Question

A taxi without any passenger moving on a frictionless horizontal Road with a velocity U can be stopped in a distance d. Now the passenger adds 40% to its weight. what is the stopping distance at velocity U, if the retardation remains the same?

Answer 1

In this question, as the taxi has initial velocity = U, and this taxi comes to rest so final velocity is V = 0. Then use Newton's equation i.e. ${v^2} - {u^2} = 2ad$, from this we find the distance d. now the weight increases so force will also increase i.e. $F = ma + \dfrac{{40ma}}{{100}}$ from this we find the acceleration a. After that we again use Newton’s equation to get the required stopping distance.

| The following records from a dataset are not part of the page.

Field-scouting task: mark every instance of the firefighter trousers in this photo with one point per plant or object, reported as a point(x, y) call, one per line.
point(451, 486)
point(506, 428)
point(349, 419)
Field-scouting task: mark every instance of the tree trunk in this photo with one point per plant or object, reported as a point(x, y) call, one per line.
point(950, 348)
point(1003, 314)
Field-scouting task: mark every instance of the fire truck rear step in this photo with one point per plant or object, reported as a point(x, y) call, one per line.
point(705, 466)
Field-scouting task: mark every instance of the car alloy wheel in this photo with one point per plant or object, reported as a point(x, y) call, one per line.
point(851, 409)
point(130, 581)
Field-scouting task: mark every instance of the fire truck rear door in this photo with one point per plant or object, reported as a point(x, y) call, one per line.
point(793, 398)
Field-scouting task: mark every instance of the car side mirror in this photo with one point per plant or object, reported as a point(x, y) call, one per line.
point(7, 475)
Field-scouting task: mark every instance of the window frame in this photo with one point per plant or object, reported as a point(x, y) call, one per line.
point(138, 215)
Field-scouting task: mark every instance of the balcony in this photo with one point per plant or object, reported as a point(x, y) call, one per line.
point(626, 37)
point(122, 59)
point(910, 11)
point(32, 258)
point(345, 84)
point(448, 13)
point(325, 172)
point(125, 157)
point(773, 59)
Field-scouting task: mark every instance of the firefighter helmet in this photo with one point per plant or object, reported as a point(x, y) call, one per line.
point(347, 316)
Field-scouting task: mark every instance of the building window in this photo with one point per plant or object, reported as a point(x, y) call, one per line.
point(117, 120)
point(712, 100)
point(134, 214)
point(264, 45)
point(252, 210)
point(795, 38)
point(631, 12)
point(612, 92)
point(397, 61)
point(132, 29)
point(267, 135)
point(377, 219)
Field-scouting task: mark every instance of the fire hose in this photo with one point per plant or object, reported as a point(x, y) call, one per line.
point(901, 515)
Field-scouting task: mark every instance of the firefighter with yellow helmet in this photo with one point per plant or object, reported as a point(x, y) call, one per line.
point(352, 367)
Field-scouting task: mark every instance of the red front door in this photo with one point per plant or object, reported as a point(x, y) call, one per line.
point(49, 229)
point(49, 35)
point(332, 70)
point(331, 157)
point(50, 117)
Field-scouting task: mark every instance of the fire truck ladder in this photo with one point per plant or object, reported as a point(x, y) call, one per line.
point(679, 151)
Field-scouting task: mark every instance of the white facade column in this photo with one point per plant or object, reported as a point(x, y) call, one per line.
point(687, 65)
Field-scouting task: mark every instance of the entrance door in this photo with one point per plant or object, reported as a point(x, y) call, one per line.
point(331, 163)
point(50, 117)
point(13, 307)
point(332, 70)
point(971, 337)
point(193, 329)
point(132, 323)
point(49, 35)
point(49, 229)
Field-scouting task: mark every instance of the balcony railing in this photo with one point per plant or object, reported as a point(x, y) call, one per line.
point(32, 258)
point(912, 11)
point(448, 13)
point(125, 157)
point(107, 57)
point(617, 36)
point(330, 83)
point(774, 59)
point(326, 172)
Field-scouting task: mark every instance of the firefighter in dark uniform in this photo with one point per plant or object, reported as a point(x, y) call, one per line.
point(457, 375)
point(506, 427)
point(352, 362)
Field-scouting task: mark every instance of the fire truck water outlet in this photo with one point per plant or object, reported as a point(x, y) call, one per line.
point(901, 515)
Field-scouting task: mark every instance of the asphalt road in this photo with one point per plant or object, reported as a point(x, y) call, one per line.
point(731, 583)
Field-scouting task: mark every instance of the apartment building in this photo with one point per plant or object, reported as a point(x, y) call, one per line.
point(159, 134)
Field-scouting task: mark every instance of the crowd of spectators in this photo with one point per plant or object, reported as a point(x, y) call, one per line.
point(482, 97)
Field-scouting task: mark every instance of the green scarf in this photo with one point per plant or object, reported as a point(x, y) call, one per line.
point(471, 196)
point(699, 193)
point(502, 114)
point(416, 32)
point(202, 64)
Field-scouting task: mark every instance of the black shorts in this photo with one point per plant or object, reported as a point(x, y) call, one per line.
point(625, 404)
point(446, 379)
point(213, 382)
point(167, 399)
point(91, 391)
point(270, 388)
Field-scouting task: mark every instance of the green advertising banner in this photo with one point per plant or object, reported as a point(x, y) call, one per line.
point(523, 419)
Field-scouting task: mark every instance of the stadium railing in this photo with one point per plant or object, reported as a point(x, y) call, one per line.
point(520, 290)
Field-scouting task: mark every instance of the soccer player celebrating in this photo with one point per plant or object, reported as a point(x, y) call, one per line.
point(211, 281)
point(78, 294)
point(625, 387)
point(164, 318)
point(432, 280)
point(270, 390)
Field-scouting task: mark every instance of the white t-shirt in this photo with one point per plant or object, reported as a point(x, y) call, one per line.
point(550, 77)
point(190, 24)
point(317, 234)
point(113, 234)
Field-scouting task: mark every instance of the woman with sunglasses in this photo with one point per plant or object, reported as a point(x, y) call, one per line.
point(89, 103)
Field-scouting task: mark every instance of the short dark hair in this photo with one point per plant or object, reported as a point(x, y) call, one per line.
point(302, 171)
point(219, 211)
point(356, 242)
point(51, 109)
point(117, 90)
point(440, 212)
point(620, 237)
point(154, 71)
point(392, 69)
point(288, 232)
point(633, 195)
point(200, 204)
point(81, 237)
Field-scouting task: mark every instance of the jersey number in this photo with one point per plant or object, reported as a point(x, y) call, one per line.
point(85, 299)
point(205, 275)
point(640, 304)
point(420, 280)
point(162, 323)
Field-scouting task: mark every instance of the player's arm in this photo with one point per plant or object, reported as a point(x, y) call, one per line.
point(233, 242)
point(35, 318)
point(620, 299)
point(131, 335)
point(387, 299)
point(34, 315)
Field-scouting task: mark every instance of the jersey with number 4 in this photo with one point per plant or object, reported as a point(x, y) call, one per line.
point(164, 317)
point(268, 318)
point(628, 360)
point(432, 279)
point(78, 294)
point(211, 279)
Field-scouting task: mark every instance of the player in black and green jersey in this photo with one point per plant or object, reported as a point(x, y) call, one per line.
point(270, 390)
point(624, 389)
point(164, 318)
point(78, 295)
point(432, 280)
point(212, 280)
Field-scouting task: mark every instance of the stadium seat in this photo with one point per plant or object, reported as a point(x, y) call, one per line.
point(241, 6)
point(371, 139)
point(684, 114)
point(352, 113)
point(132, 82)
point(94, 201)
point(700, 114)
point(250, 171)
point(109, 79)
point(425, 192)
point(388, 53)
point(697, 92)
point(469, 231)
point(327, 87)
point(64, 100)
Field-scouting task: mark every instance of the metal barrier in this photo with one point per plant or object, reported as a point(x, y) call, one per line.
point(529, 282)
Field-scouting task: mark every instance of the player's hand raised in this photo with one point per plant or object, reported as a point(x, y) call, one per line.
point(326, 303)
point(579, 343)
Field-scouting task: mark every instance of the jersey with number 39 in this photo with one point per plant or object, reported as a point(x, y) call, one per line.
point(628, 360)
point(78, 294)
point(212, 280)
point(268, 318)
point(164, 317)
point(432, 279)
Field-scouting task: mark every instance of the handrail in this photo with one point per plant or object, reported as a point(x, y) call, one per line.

Complete step-by-step answer:
Let us consider a taxi without any passenger moving on a frictionless horizontal road with velocity u and can be stopped in a distance d.
Therefore, initial velocity = u
Final velocity v = 0
Using Newton’s equation of motion, we get
${v^2} - {u^2} = 2ad$
$\Rightarrow {u^2} = 2ad$
$\Rightarrow d = \dfrac{{{u^2}}}{{2a}}$ ……………………….. (1)
Let the retarding force is F
By Newton’s 2nd law of motion $F = ma$ …………………. (2)
Now, the passenger adds 40% to its weight. So, its force will also increase with its new acceleration ai, that is
$F = ma + {\dfrac{{40ma}}{{100}}^\prime }$
From equation (2), we get
$\Rightarrow ma = ma + \dfrac{{40}}{{100}}ma'$
On solving we get the new acceleration
$\Rightarrow a' = 1.4a$
Now again using the Newton’s equation of motion, we get
${v^2} - {u^2} = 2a's$
S is the stopping distance
Again, initial velocity u = 0 and final velocity = v, we get
$\Rightarrow {u^2} = 2a's$
$\Rightarrow s = \dfrac{{{u^2}}}{{2a'}}$
$\Rightarrow s = \dfrac{{{u^2}}}{{2 \times 1.4a}} = \dfrac{1}{{1.4a}} \times \dfrac{{{u^2}}}{{2a}}$
Using equation (1), we get

$\Rightarrow s = \dfrac{1}{{1.4}}d$
This is the required stopping distance.

Note: Retarding force is the resultant force, the force that is against the direction of the object's current velocity is the retarding force. Retarding force is always negative as the direction of force and the direction of motion is opposite to each other, making 180° between them.